Home, home on the cyber range

Gamified training facilities proving popular for practicing, honing cybersecurity skills

Many practitioners hone their incident detection and response skills through independent certifications, or even self-learning driven by their own enthusiasm. But with the establishment of a dedicated cybersecurity ‘cyber range’ in Sydney, one security vendor is adding gamification and hands-on training to bring skills development to a new level.

Opened after several months of preparation, the 12-seat Sydney facility is Palo Alto Networks’ fourth Cyber Range globally and its first in the Asia-Pacific region.

The company also operates ranges in Washington, DC and at its headquarters in Santa Clara, California. It opened its European site, in Amsterdam, earlier this year as the first step in taking the initiative global.

“It’s about taking everything we talk about in terms of preparing the security practitioners for the real world,” Pamela Warren, director of government and industry initiatives, told CSO Australia. “It gives them classroom experience with a diversity of threats that might get onto the networks that they manage.”

The facilities, which are available to corporate security teams as free full-day classes, feature a range of equipment and network configurations that allow site administrators to challenge attendees with scenarios including ransomware, advanced persistent threats, the clicking of malicious links, and more.
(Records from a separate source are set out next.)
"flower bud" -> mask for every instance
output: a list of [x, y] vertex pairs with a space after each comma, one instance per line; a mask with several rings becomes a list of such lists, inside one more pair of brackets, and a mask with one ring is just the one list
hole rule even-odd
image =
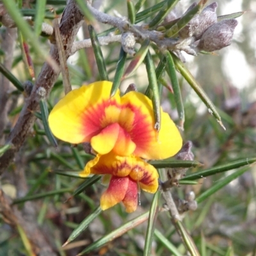
[[136, 40], [134, 35], [132, 33], [127, 32], [122, 34], [121, 44], [125, 52], [131, 55], [135, 54], [134, 46]]
[[198, 49], [212, 52], [230, 45], [237, 25], [235, 19], [223, 20], [212, 25], [202, 35]]
[[[196, 4], [197, 4], [196, 2], [193, 3], [186, 11], [183, 16], [185, 16], [188, 12], [193, 8]], [[179, 35], [180, 37], [182, 38], [187, 38], [188, 37], [192, 36], [194, 31], [199, 26], [199, 15], [194, 16], [193, 19], [188, 23], [188, 24], [179, 32]]]
[[217, 14], [216, 13], [217, 6], [217, 3], [212, 3], [206, 6], [199, 15], [199, 26], [193, 35], [196, 40], [200, 39], [209, 27], [217, 22]]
The opening of the centre is something of a “passion project”, Warren says: “I have always enjoyed breaking down the project silos that have always existed, to get them into a teaming environment and help them talk about how they each view a threat that we’re throwing at them.”

Trainees are normally paired up, ideally with someone in a different operational area to encourage partnership and problem-solving, as well as breaking down functional silos.

“Security is complicated these days and we’re needing to expand the skill sets of the practitioners,” Warren explains. “We’re seeing that in an average enterprise the number of people who have security responsibility is growing. And we’re really trying to keep them trained and sharp.

Previously-opened facilities have been very well received, with companies even flying in staff from overseas to deliver centralised training to geographically-dispersed security teams.

“They love it because it’s a chance to practice without taking down their own networks,” Warren says.

Cyber range facilities have been appearing around the world as security vendors address the need to help customers’ security teams with ongoing skills development and incident-response security best practice.

Israeli firm Elbit Systems, for one, has opened numerous CYBERBIT Range training centres for use in corporate security training – including a site in Australia – while the United States government has laid down a formal cyber range strategy.

Defence contractor Lockheed Martin is building a cyber range for testing and validation of cyber warfare technologies. And security firm Cyberbit, for its part, recently partnered with Japanese security service provider Ni Cybersecurity to open a training range to support cybersecurity development in the leadup to the 2020 Tokyo Olympics.

Given such scenarios – and continually-updated adversaries to put their shoulders to – the sites have proven to be popular with cybersecurity professionals. “They’re like big kids,” Warren laughs.

“They love the gamification element of it. It’s a lot of fun watching them team up, and their reactions to different threats and their new ways of thinking about it and working together.”